Swiss voters appeared set to approve proposals to ease a 60-year-old anti-abortion law by a large margin, according to partial results.
In about 10 of the country's 23 full cantons (regions), nearly three of four voters were in favor of government proposals to decriminalize abortions carried out in the first 12 weeks of pregnancy, an official count indicated.
The results so far included several conservative cantons in central Switzerland, which have traditionally taken a tough line on abortion.
A separate counter-proposal aimed at toughening the law introduced in 1942 was heading for overwhelming rejection, with about 83 percent voting against so far, according to the partial count.
Officials said the final result was expected later on Sunday afternoon.
Voters were facing two divergent proposals, one softening the law by formally tolerating a 12-week abortion period, the other toughening it by ruling out abortion for anything but an immediate threat to the mother's health.
A recent opinion poll by Swiss television had indicated 63 percent of voters would support the government proposal for more tolerance, while 57 percent were prepared to reject the tougher motion brought by private, Catholic-inspired, antiabortion groups.
Abortion is currently punishable by a prison sentence or fine in Switzerland, unless it is carried out because of a threat to the health or well-being of the mother.
But the law has different interpretations around the country's decentralized health and judicial systems, and the government estimates that about 16,000 abortions are carried out legally every year.
Many Swiss cantons take into account social conditions, while about nine rural, devout Roman Catholic cantons, mainly in Switzerland's traditional central heartland, enforce a stricter line.
The government proposal, which gained parliament backing, aims to decriminalize abortions carried out in the first 12 weeks of pregnancy, provided the woman makes a written request and submits to counseling and medical advice.
It would also allow abortions after the 12-week period if the pregnancy proves to be a grave danger to health.
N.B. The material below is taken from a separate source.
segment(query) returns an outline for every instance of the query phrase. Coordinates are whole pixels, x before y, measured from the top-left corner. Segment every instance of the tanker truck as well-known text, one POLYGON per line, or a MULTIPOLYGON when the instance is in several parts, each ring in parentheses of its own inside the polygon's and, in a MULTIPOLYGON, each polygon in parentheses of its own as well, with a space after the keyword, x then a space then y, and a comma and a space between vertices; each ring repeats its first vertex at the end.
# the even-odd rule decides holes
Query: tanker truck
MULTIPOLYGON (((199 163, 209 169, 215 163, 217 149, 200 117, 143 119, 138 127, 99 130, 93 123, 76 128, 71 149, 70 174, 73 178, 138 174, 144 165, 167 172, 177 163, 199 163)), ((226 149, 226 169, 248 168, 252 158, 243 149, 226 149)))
Voters also have to decide on a separate proposal dubbed "For the Mother and the Child", brought by religious-backed "pro-life" groups and some politicians, which aims to make the ban part of the constitution.
It rules out the right to an abortion and exposes women and doctors to criminal prosecution unless there is "imminent and physical" danger to the mother's life which cannot be cured in any other way.
It makes adoption the only alternative for women who become pregnant as a result of rape.
Swiss Roman Catholic bishops have said they support the basis for the "Mother and Child" initiative, but gave no voting recommendation.
About one pregnancy in eight in Switzerland is aborted, according to health officials, and the last conviction under the abortion law took place 14 years ago.
Three previous attempts to change the law in the 1970s and 1980s were rejected in referendums.